One problem organizations sometimes have is inertia. People may find themselves uncomfortable moving forward for fear of doing something wrong. They may be hesitant to start acting when they don’t have the whole strategy in place or be unsure that the “best” approach has been discovered. These concerns melt away with good execution.
Prerequisites for achieving good execution
Whether you’re just starting on your way as an OpEx leader or you’re a longtime practitioner, you need to utilize a mindset, methods, and tools that will help you achieve good execution. These are profound requirements, but relatively simple to incorporate into plans.
1. Know what you want to achieve.
Articulate a good problem statement or charter to ensure the situation, goals, scope and metrics are clearly defined. Too often, execution can fail because the desired outcome wasn’t clear at the start.
2. Ensure you have a capable project leader.
Invest in upfront training and skills building. Don’t put anyone in a position of being over his or her head. Trial by fire in OpEx is not a good approach. In some cases, engaging a journey partner to close the gap in capabilities may be a valuable option.
3. Provide leadership support.
This happens in two ways. The hierarchical leader needs to approve of the project and the resource requirements and time needed for execution. The local process owner needs to be on board as well.
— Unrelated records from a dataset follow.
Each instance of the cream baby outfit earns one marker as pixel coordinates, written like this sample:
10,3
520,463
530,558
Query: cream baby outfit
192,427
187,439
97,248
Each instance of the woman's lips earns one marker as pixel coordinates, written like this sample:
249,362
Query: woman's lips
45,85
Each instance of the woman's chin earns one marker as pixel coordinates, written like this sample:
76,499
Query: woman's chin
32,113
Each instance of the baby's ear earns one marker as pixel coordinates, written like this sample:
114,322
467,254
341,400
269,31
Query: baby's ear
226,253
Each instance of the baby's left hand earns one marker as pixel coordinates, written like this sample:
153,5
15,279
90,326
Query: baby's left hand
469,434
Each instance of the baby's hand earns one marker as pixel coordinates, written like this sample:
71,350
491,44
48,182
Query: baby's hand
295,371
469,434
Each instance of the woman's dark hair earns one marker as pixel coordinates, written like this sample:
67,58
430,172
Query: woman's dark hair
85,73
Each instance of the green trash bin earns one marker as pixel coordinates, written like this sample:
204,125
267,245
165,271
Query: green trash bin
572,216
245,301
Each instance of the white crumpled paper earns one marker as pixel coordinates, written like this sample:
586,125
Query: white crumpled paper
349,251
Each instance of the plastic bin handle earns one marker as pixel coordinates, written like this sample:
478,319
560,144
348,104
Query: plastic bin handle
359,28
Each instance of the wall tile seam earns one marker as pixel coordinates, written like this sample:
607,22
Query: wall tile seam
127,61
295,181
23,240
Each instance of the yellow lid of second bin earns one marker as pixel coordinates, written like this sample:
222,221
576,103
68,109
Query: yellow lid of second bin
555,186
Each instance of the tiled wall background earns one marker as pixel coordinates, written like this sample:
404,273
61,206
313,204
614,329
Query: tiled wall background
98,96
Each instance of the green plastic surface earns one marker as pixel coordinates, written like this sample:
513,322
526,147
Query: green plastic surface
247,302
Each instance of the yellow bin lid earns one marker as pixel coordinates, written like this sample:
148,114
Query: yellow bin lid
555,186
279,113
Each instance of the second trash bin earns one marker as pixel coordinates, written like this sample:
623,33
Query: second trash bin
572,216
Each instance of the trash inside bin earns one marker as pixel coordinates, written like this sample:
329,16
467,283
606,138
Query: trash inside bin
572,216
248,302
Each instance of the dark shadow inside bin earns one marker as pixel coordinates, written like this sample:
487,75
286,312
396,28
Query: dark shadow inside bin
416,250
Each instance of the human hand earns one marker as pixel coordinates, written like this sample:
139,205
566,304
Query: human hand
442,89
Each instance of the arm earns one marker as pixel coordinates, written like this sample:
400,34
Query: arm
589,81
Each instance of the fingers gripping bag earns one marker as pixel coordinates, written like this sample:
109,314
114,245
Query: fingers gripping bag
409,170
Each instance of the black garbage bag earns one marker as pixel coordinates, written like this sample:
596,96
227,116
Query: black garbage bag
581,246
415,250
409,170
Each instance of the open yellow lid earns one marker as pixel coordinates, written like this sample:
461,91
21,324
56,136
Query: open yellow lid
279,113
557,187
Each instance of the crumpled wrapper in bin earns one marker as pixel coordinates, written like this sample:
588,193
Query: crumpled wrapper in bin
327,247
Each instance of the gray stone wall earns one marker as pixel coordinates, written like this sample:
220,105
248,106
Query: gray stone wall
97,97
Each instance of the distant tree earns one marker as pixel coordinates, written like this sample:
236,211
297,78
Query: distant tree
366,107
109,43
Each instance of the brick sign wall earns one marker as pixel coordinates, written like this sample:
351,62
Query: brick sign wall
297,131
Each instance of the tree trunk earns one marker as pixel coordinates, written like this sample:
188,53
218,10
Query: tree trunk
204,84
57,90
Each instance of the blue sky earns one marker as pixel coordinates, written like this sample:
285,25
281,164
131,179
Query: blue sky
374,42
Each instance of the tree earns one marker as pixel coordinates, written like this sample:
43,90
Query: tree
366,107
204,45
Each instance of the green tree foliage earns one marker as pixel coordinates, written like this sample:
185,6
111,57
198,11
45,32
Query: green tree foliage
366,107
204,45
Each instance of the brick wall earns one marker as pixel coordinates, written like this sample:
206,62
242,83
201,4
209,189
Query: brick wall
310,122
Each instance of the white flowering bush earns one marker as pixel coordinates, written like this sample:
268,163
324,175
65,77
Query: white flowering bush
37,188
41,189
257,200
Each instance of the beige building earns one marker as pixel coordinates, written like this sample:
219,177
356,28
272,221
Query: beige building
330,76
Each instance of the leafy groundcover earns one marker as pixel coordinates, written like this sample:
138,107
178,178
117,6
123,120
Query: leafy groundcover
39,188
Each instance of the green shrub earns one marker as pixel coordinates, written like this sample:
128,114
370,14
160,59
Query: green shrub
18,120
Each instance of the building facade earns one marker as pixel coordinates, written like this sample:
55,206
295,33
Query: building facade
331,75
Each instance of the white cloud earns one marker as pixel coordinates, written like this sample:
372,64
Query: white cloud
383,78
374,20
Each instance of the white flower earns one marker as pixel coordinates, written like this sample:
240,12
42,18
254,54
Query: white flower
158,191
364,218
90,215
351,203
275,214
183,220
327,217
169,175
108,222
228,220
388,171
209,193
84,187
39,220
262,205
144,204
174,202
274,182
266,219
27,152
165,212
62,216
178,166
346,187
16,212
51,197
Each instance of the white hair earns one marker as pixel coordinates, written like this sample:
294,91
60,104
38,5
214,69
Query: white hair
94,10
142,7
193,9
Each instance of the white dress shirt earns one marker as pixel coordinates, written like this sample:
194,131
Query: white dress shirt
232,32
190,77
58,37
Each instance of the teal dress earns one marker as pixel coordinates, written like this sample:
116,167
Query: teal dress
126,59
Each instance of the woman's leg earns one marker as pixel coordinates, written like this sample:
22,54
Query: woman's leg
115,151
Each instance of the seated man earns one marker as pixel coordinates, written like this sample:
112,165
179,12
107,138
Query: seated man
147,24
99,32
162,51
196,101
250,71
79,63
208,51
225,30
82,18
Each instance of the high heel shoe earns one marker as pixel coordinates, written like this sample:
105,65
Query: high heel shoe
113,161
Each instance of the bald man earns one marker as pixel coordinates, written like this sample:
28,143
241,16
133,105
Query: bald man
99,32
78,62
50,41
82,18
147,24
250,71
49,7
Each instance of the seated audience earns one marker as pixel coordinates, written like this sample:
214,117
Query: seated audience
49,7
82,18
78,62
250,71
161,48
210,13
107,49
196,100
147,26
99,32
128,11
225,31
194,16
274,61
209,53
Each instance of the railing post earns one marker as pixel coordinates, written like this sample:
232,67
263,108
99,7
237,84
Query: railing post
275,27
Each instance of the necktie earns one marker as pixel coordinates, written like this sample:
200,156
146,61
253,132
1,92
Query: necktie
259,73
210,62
If there is any evidence of a need to “protect turf,” the project is likely not to succeed.
4. Use systems thinking.
While a complete strategic plan is not necessary, the concepts of assessing risk, imagining possible outcomes, engaging all areas that will be impacted, and creating contingency plans for “what-if” scenarios can be applied to any project.
5. Utilize valuable, proven tools.
Make sure teams don’t try to invent everything from scratch. Benchmarking can be very valuable. At a process level, use digital aids for statistical process control and other tracking needs. At an organizational level use business strategy and tracking software to build organization and accountability into the CI efforts.
6. Address human factors.
Remember that projects succeed not just because of the latest and greatest technology. Success is also dependent on the engagement, capabilities, and motivation of the people involved in the project. Build in excellent communications, provide as-needed training and use good change management methods to bring people on board with the project.
7. Monitor and adjust.
The Deming PDCA (Plan Do Check Act) and similar cyclical improvement models provide a good approach for continuous improvement execution. Break the project into milestones, track performance, and tweak as needed to stay on track.
Are these things that a longtime OpEx practitioner would advise? Yes, most likely. Are they also things that a newbie in the world of OpEx can do? YES! Again, OpEx maturity for the operational area and for the individual project leader are far less important than a systematic and proven approach for execution.
Paraphrasing a Chinese proverb attributed to Lao Tzu: "A journey toward excellence begins with a single step." Don’t let inertia keep you from making that first step. At the same time, use good planning to be sure the step leads in the right direction and sound execution to be sure you achieve desired results.